Jasen Vinlove-USA TODAY SportsJasen Vinlove
The Los Angeles Rams genuinely care for each other
Sure the NFL is, at its core, a business that pays its employees for a service. Some players and fans get caught up in the 'workplace regulations' of the league, its numbers, and money, and alas, it's easy to forget that this is a team game that the players play to do one thing: win. Add the glamour of being back in Los Angeles, and it seems almost impossible for them not to fall into a big market trap. But on this team, there are plenty of leaders, and full of players that can understand how a team can and should work. After losing three straight games with morale running low, running back Benny Cunningham, a relatively unknown name and now an ex-Ram, gathered the offense mid-practice and gave a heartfelt and soul driven speech. 'If you're not doing everything you can bro, to help us win bro, you're cheating us,' says Cunningham as he is surrounded by his offense, 'This is how I feed my family, and we lose the rest of these games, I won't have a job.' The raw emotion of Cunningham's speech is felt through the offense, and you can feel that the Rams want to respond. A simple thing, yes, but coming from a player that rarely sees the field, the threatening of a man's livelihood appeals to the offense as a whole. It is no secret that the Rams were below average in their return home to LA, but the coaches or players never lost hope. Each loss strengthened the roles of the relationships between coaches and players, and 'We can still turn this thing around' became their proverb.

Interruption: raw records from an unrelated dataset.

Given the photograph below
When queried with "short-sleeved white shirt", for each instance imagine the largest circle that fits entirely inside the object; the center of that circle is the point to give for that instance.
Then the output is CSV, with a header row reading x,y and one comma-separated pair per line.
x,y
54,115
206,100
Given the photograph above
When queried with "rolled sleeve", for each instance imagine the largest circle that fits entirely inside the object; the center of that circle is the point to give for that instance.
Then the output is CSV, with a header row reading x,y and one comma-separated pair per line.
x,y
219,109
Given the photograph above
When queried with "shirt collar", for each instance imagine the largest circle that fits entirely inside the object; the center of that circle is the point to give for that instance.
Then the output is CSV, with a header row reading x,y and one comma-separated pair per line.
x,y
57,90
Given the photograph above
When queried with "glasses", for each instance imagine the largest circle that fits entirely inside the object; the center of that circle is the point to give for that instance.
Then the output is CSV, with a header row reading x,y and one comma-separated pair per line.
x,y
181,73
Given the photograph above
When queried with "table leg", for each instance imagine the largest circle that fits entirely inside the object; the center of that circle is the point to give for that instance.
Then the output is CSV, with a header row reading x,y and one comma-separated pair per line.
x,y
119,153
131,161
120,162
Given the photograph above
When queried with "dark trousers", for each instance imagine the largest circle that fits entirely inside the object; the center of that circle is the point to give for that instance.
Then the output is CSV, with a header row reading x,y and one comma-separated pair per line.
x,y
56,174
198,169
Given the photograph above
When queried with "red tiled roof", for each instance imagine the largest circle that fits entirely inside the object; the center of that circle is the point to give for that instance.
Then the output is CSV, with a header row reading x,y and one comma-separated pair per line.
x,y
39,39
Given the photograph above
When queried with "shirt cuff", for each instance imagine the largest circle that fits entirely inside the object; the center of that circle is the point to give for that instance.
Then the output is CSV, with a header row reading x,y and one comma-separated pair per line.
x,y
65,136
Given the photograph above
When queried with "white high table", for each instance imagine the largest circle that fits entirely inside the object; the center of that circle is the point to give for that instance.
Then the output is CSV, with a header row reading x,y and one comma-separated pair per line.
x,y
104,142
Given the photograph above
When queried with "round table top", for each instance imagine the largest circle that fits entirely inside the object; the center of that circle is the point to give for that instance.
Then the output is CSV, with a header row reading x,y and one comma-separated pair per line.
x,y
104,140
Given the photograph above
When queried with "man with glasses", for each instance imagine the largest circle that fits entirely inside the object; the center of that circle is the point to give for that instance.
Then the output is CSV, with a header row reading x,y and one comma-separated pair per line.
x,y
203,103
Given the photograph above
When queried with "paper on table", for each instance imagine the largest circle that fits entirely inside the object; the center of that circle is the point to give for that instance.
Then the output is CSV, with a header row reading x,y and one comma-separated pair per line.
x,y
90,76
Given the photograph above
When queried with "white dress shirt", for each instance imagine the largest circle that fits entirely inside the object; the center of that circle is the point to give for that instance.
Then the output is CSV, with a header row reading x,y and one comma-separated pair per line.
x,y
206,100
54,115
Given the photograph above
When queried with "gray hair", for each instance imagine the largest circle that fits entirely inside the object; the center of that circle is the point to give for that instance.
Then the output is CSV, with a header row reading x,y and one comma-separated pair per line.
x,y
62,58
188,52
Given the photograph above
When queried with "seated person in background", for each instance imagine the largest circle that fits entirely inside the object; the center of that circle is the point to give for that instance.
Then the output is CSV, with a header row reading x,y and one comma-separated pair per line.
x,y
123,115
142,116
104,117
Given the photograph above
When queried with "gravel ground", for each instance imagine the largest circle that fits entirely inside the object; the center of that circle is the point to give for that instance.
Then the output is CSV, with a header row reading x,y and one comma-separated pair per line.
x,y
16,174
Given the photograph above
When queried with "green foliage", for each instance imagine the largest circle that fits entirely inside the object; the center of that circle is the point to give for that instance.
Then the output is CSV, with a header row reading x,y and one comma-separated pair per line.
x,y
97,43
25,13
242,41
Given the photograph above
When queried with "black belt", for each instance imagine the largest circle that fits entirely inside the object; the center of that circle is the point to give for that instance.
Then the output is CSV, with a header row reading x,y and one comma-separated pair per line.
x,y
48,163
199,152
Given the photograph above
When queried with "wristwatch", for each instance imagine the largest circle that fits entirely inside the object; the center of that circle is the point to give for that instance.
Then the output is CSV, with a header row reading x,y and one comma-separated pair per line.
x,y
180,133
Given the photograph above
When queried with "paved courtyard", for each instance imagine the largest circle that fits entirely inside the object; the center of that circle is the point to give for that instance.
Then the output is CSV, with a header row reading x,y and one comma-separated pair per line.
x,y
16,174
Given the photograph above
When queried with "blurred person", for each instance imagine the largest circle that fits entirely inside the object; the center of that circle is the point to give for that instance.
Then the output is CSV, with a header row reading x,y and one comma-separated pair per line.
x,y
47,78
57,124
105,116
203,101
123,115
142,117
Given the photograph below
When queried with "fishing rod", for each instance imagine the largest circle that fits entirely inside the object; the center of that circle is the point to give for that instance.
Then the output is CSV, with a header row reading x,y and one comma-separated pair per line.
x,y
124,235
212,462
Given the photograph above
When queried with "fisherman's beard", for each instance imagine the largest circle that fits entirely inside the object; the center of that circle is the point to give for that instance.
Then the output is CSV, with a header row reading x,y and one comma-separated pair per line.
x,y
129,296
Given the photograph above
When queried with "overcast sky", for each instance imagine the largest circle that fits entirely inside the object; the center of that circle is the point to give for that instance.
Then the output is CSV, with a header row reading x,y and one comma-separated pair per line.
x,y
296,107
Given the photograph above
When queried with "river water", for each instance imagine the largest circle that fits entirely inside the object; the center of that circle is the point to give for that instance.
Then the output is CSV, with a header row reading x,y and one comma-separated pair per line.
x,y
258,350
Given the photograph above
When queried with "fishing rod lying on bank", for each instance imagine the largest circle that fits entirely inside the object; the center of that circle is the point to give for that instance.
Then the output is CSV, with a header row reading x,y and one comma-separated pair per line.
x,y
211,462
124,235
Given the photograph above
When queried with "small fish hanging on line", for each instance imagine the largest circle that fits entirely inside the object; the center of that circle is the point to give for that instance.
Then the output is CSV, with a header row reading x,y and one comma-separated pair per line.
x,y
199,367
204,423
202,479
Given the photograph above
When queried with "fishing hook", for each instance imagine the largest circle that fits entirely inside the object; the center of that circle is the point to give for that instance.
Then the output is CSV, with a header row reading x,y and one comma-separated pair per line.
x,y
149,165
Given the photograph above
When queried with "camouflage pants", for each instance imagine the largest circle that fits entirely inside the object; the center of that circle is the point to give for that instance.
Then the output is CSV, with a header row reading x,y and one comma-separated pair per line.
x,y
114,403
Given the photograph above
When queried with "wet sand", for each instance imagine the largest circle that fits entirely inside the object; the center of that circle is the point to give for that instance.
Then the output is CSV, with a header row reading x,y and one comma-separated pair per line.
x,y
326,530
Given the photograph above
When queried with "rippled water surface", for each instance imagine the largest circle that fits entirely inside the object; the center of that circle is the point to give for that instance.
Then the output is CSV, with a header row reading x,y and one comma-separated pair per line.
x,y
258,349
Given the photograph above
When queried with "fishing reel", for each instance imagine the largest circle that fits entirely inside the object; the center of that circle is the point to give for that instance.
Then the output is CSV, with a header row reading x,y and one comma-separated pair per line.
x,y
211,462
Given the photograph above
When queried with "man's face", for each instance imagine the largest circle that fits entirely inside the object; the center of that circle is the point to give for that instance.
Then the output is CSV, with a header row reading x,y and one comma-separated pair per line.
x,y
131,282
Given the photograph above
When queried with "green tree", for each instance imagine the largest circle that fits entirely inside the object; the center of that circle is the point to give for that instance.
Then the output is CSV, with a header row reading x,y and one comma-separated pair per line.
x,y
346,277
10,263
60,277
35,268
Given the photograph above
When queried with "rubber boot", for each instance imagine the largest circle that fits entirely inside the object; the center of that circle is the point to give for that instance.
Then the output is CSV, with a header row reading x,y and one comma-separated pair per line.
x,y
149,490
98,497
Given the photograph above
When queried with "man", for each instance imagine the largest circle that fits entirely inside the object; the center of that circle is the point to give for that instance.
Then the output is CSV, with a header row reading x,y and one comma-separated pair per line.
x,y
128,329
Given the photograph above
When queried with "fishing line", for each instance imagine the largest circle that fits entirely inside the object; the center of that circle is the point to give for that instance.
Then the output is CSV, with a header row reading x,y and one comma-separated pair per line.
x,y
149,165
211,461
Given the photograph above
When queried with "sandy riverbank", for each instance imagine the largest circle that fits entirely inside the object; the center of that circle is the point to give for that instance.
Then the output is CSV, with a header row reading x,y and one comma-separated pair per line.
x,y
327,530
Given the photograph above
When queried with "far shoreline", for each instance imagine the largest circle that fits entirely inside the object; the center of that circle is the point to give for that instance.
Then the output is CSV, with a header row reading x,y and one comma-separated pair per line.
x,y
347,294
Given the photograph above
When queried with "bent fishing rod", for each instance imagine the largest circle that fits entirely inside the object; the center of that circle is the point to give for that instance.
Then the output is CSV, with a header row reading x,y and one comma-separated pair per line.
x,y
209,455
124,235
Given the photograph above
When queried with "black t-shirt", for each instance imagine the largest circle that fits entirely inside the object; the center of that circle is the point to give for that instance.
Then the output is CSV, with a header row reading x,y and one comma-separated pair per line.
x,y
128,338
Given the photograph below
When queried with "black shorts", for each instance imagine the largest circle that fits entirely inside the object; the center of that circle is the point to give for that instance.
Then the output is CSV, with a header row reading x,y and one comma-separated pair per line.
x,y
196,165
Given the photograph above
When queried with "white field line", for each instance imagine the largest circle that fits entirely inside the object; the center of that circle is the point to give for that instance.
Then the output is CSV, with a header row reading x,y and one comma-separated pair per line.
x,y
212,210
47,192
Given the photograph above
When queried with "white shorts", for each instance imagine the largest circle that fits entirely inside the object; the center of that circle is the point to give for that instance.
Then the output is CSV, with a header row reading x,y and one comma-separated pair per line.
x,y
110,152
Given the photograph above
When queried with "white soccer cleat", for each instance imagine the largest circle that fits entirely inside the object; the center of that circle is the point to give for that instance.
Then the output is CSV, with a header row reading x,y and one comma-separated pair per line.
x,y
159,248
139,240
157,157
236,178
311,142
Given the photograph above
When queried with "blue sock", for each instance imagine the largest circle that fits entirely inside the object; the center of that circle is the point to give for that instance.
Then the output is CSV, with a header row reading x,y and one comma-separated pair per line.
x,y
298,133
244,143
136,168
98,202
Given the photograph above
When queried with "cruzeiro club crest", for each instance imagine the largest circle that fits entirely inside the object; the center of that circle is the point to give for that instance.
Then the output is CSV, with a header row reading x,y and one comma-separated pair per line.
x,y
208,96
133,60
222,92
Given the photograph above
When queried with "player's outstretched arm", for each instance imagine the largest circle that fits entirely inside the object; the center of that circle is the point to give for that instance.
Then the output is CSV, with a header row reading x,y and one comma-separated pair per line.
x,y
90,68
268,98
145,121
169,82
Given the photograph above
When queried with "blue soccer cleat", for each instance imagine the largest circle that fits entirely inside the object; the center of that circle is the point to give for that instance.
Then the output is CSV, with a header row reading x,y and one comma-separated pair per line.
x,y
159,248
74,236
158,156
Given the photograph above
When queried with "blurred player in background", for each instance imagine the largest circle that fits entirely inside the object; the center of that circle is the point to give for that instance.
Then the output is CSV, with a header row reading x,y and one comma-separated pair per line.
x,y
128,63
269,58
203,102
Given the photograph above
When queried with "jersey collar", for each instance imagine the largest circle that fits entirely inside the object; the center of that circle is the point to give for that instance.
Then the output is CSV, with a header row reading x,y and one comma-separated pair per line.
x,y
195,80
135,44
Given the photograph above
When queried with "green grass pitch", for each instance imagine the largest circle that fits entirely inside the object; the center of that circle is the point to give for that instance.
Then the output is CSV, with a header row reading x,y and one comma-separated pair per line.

Jared Goff is passionate and REALLY wants to play
There is finally no secret or running competition for the Rams starting quarterback position. Jared Goff, regardless of some of the comments McVay has made about the job, is the guy for the Rams come season. And, boy, is he ready to get on the field. Early into All or Nothing, when Case Keenum was the entrenched starter, Goff was asked about how he feels about the starting job. He tries to give an answer that’s equally honest and proper, but the fire was clearly in his eye. 'I think as a rookie, the more you can,' queue the long dramatic pause, 'kind of learn and sit back and watch and be ready for the right time.' The extended pause says it all. No Goff doesn’t want to sit back, no Goff doesn't want to watch and simply be ready, Goff wants the reins to the Rams, and a chance to prove his first-pick worth. 'Anxiety is over, I'm good now, I'm confident, and ready to go. Ready to play, get back to playing football and back to my job,' Goff tells the media with a smirk after he is named the starter in Week 11. Goff knows and has known all along that the Rams will be his team soon come, and he's handled his ascension nicely. Hear his voice crack and hear him talk football with the coaching staff, especially the offensive genius that is Sean McVay, and Goff's fire is apparent: The kid wants to play and play now.